Suppliers of Kerry will receive a base price of 44c/L (inclusive of VAT) at 3.3 per cent protein and 3.6 per cent butterfat, down from last month’s 50c/L, with the same protein and butterfat percentages.

Kerry’s price, based on European (EU) standard constituents of 3.4 per cent protein and 4.2 per cent butterfat is 48.23c/L (inclusive of VAT). Last month, this was 54.76 with the same protein and butterfat percentages.

Based on Kerry’s average milk solids for February, the milk price return (inclusive of VAT and bonuses) is 50.66c/L. Last month, this was 58.84c/L.

Lakeland
Lakeland confirmed this week that it had reduced its February milk price to 46.85c/L (inclusive of VAT) at 3.6 per cent butterfat and 3.3 per cent protein. This price includes an Input Support Payment of 1.5c/L (inclusive of VAT) for all suppliers.

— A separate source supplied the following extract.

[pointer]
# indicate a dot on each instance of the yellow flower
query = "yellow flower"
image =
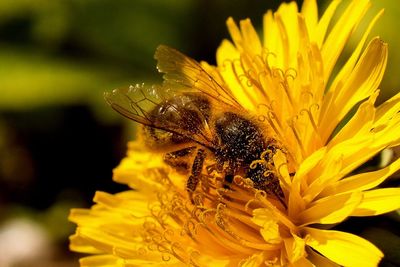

In Northern Ireland, it reduced the milk price by 4p/L to 38.5p/L. This price includes a supplementary Input Support Payment of 1.5p/L.
A spokesperson commented 
that although markets firmed somewhat over the past month, this has come from a low-level base of current prices.
“Generally weaker conditions have continued due to higher global milk supplies and fluctuating demand from dairy buyers. This is against a backdrop of economic uncertainty with ongoing inflationary pressures impacting consumer, trade and manufacturing requirements for dairy products and ingredients. Overall, outcomes remain unpredictable and there is continuing variability which will remain a feature of global markets for the immediate period ahead.
“Lakeland Dairies will seek constantly to maximise returns for milk suppliers and will pay as competitive a milk price as possible in line with market conditions.”